# Unterwasser Aufnahmen



## jupp2153 (6. Juli 2004)

_#: Hallo Petri Freunde#: _​
_bin ein Aktives Mitglied im Cölner Angel & Gewässerschutz Verein e.V._​_&_​_suche unbedingt jemand der Unterwasser Aufnahmen machen kann in einem _​_100 bis 120 cm Tiefen Weiher._​​​​_Dort sind Karpfen von 20 - 30 Pfund,Zander und auch Waller bis zu 200 cm._​_Natürlich auch andere Arten von Fischen._​_Mich würde echt mal Inter. wie der Grund im Weiher beschaffen ist und wie stark der Algen Bewuchs ist._​_:s :a _​_Natürlich wenn man Glück hat auch wo die Waller sitzen._​_Jupp aus Kölle_​


----------



## NorbertF (6. Juli 2004)

*AW: Unterwasser Aufnahmen*

das könnte ich machen, habe ne wirklich gute UW-Fotoausrüstung mit 2 starken UW-Blitzen und natürlich Tauchgerät  (sonst wirds ja dumm mit Luftanhalten).

Aber ich vermute der Teich ist in Köln?
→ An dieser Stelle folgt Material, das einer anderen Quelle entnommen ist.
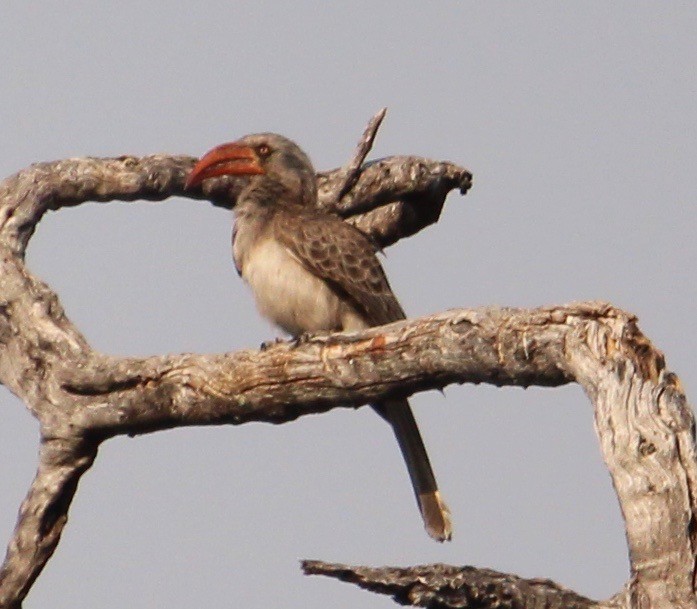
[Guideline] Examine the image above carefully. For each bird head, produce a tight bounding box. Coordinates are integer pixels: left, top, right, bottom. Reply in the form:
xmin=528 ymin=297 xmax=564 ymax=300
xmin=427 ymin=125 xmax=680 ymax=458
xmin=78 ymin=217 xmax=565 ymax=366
xmin=185 ymin=133 xmax=317 ymax=205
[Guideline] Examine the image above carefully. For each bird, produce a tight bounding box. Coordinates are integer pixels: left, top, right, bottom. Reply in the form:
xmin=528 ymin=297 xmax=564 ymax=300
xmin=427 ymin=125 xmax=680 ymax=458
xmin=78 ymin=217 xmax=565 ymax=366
xmin=185 ymin=133 xmax=452 ymax=542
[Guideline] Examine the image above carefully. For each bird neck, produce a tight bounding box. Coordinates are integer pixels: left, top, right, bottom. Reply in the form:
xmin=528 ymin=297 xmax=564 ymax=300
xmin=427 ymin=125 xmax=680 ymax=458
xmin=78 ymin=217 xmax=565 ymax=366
xmin=236 ymin=176 xmax=317 ymax=213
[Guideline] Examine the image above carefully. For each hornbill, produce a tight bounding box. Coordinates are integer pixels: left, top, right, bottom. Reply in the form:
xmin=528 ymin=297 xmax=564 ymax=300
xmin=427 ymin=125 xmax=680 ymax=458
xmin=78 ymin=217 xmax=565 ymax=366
xmin=186 ymin=133 xmax=451 ymax=541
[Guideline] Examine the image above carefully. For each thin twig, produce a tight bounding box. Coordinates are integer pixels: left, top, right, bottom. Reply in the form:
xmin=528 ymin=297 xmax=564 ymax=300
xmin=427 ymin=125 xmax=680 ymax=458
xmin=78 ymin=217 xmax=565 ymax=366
xmin=336 ymin=108 xmax=387 ymax=202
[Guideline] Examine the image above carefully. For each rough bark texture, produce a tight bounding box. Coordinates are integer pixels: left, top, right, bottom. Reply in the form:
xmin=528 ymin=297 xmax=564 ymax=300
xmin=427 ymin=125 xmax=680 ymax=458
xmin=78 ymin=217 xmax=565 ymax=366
xmin=0 ymin=117 xmax=697 ymax=608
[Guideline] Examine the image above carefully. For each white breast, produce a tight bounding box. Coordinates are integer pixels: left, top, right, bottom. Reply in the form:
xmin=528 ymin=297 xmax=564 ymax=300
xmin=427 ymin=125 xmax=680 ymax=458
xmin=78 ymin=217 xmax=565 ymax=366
xmin=242 ymin=238 xmax=366 ymax=336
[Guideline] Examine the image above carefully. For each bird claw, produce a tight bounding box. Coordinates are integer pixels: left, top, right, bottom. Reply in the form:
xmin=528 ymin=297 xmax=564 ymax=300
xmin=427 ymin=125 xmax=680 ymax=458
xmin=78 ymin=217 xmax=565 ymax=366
xmin=290 ymin=332 xmax=319 ymax=349
xmin=259 ymin=336 xmax=285 ymax=351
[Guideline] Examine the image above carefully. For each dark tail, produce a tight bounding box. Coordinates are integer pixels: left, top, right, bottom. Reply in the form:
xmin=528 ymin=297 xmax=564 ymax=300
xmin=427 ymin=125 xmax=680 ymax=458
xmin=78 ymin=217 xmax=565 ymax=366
xmin=373 ymin=400 xmax=452 ymax=541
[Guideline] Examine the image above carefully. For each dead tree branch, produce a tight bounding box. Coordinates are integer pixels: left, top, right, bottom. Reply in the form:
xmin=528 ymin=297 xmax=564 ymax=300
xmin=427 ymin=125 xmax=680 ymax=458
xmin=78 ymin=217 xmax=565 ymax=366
xmin=0 ymin=114 xmax=697 ymax=609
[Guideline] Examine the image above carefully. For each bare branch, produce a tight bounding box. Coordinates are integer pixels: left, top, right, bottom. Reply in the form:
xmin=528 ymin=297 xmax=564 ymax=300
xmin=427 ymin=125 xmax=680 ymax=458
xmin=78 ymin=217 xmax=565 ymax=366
xmin=302 ymin=560 xmax=607 ymax=609
xmin=336 ymin=108 xmax=387 ymax=202
xmin=0 ymin=116 xmax=697 ymax=609
xmin=0 ymin=155 xmax=472 ymax=257
xmin=0 ymin=439 xmax=97 ymax=609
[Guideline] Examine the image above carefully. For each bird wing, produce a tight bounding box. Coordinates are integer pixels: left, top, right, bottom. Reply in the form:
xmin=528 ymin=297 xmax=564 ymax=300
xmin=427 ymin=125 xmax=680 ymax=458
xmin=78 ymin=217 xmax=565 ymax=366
xmin=274 ymin=210 xmax=405 ymax=326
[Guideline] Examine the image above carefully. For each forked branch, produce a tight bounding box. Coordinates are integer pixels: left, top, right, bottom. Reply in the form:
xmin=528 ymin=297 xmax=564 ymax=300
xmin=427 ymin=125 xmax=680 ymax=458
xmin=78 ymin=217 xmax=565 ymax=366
xmin=0 ymin=110 xmax=697 ymax=609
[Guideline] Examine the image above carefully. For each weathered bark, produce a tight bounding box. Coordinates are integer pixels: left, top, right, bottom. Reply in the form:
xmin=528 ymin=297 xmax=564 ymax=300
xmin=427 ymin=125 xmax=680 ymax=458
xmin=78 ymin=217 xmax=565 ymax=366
xmin=0 ymin=116 xmax=697 ymax=608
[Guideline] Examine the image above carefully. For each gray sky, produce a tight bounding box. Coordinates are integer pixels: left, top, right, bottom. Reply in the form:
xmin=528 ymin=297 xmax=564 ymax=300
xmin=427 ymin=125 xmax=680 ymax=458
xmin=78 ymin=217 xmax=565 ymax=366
xmin=0 ymin=0 xmax=697 ymax=609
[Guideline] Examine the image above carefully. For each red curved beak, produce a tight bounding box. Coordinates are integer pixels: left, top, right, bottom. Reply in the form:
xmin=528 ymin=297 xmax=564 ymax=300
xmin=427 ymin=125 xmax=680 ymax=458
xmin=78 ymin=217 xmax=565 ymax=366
xmin=184 ymin=142 xmax=264 ymax=188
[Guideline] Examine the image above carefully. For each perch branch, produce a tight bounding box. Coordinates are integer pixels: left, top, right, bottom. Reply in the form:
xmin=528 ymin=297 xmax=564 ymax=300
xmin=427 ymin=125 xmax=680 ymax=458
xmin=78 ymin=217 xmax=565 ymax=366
xmin=0 ymin=110 xmax=697 ymax=609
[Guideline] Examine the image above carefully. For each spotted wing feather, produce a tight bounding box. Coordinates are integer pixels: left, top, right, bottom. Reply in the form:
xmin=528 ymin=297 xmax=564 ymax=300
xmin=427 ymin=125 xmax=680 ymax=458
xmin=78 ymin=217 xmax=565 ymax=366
xmin=275 ymin=210 xmax=405 ymax=326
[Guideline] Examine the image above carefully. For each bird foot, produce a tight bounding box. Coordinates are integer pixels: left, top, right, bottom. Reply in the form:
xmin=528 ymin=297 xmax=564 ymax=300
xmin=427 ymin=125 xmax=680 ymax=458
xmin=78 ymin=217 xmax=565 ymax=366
xmin=290 ymin=332 xmax=321 ymax=349
xmin=259 ymin=336 xmax=286 ymax=351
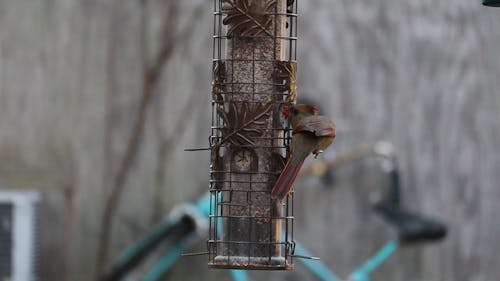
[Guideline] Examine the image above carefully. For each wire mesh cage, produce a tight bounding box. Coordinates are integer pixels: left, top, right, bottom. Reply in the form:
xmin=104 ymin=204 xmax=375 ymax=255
xmin=208 ymin=0 xmax=297 ymax=270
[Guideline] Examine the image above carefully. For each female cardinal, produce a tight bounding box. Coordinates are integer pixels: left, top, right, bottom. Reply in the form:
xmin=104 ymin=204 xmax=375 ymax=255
xmin=271 ymin=104 xmax=335 ymax=200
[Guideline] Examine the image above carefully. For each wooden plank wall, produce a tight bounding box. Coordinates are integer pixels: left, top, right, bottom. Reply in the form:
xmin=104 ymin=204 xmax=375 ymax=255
xmin=0 ymin=0 xmax=500 ymax=281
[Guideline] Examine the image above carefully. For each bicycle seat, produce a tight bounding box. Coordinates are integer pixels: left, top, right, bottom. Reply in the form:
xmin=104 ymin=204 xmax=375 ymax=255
xmin=374 ymin=203 xmax=447 ymax=243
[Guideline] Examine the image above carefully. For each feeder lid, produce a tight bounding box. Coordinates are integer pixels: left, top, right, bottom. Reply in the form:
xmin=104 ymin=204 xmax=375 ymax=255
xmin=483 ymin=0 xmax=500 ymax=7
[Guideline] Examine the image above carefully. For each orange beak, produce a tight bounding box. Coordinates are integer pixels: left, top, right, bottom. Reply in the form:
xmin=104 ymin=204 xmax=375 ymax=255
xmin=283 ymin=106 xmax=291 ymax=119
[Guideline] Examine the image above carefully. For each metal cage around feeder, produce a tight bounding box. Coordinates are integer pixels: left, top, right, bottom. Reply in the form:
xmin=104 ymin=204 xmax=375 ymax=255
xmin=207 ymin=0 xmax=297 ymax=270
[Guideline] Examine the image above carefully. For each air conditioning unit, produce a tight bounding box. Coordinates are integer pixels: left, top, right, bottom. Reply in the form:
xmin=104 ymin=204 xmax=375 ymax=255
xmin=0 ymin=189 xmax=40 ymax=281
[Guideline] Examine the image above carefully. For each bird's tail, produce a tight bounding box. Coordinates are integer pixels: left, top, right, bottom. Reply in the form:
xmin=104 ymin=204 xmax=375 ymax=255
xmin=271 ymin=156 xmax=305 ymax=200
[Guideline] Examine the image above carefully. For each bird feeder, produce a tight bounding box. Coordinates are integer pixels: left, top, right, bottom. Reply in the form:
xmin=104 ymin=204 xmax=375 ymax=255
xmin=483 ymin=0 xmax=500 ymax=7
xmin=207 ymin=0 xmax=297 ymax=270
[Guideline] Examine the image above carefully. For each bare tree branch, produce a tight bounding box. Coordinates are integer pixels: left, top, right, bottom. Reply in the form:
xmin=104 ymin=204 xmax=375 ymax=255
xmin=96 ymin=1 xmax=204 ymax=276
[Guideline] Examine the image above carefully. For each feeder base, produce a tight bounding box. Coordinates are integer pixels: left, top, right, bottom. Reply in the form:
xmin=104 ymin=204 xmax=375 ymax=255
xmin=208 ymin=256 xmax=293 ymax=270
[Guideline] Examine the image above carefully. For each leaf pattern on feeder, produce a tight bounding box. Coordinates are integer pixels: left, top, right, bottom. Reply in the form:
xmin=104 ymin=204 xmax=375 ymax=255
xmin=217 ymin=100 xmax=274 ymax=146
xmin=222 ymin=0 xmax=277 ymax=37
xmin=274 ymin=61 xmax=297 ymax=102
xmin=212 ymin=61 xmax=226 ymax=103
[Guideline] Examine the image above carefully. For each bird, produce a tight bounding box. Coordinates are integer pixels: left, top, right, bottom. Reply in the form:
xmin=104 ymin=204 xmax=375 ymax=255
xmin=271 ymin=104 xmax=335 ymax=200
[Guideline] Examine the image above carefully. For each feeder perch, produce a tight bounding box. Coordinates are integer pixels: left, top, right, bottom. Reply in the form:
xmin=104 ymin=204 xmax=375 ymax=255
xmin=207 ymin=0 xmax=297 ymax=270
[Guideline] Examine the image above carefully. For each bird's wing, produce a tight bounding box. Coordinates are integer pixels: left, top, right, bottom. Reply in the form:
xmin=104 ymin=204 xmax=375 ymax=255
xmin=293 ymin=116 xmax=335 ymax=137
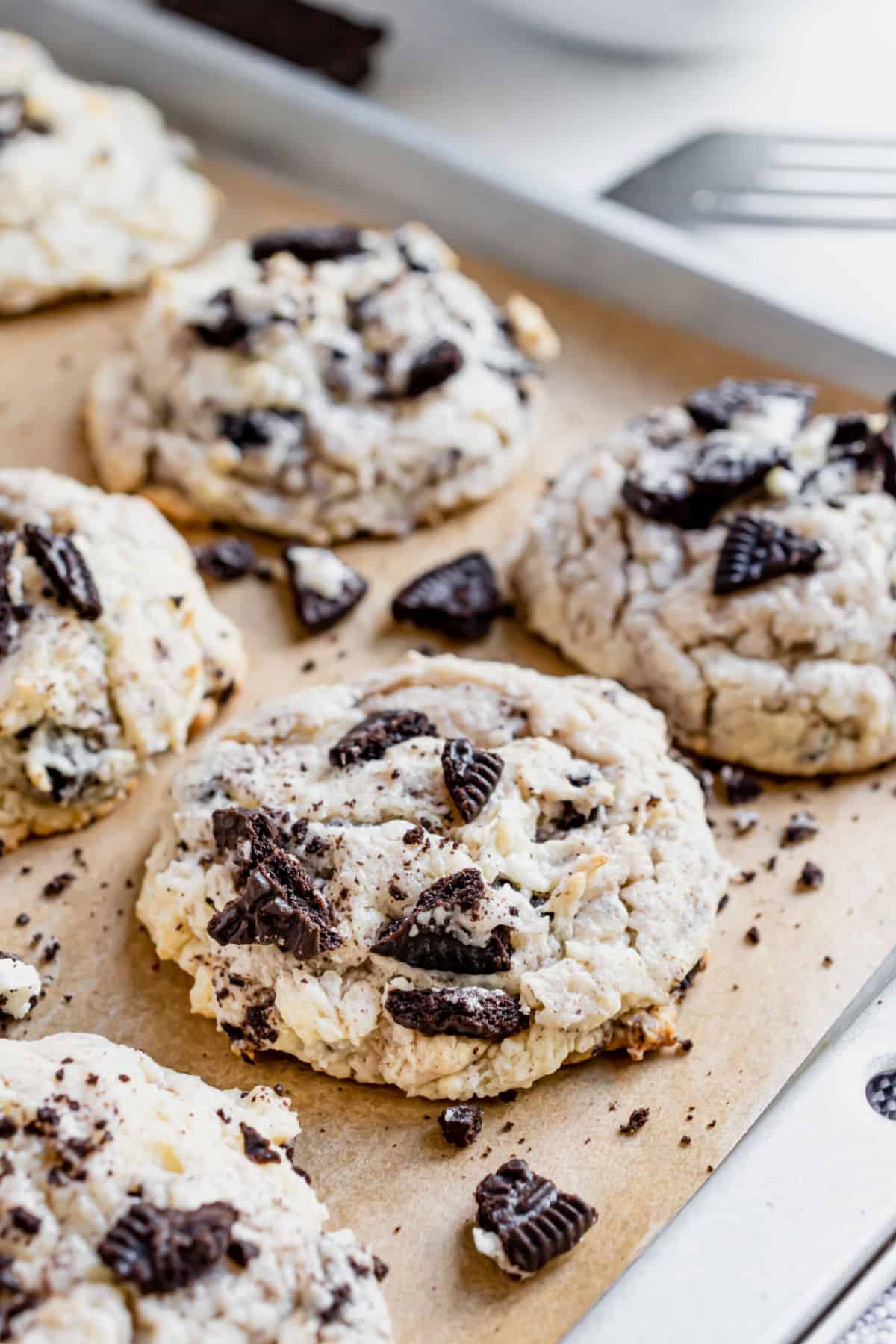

Das wäre mir fast zu weit für mal so eben. 
Mal kucken ob sich noch jemand findet der näher dran ist.

gruss
Norbert


----------



## Zanderkisser (6. Juli 2004)

*AW: Unterwasser Aufnahmen*

Ich hoff das sich jemand findet und die Bilder dann auch hier zu sehen sind?!

Gruß Zanderkisser


----------



## jupp2153 (6. Juli 2004)

*AW: Unterwasser Aufnahmen*

_#: _​_freiburg ist leider etwas zu weit um einmal ein paar bilder zu machen_​_aber vieleicht findet sich in oder um köln auch jemand der solch eine Ausrüstung hat_​


----------



## jupp2153 (6. Juli 2004)

*AW: Unterwasser Aufnahmen*



			
				Zanderkisser schrieb:
			
		

> Ich hoff das sich jemand findet und die Bilder dann auch hier zu sehen sind?!
> 
> Gruß Zanderkisser


 

_wenn sich jemand findet der es macht und es sind Bilder dabei wo man was gutes drauf erkennen kann, werd ich die auf jeden fall hier rein setzen  #6 _


----------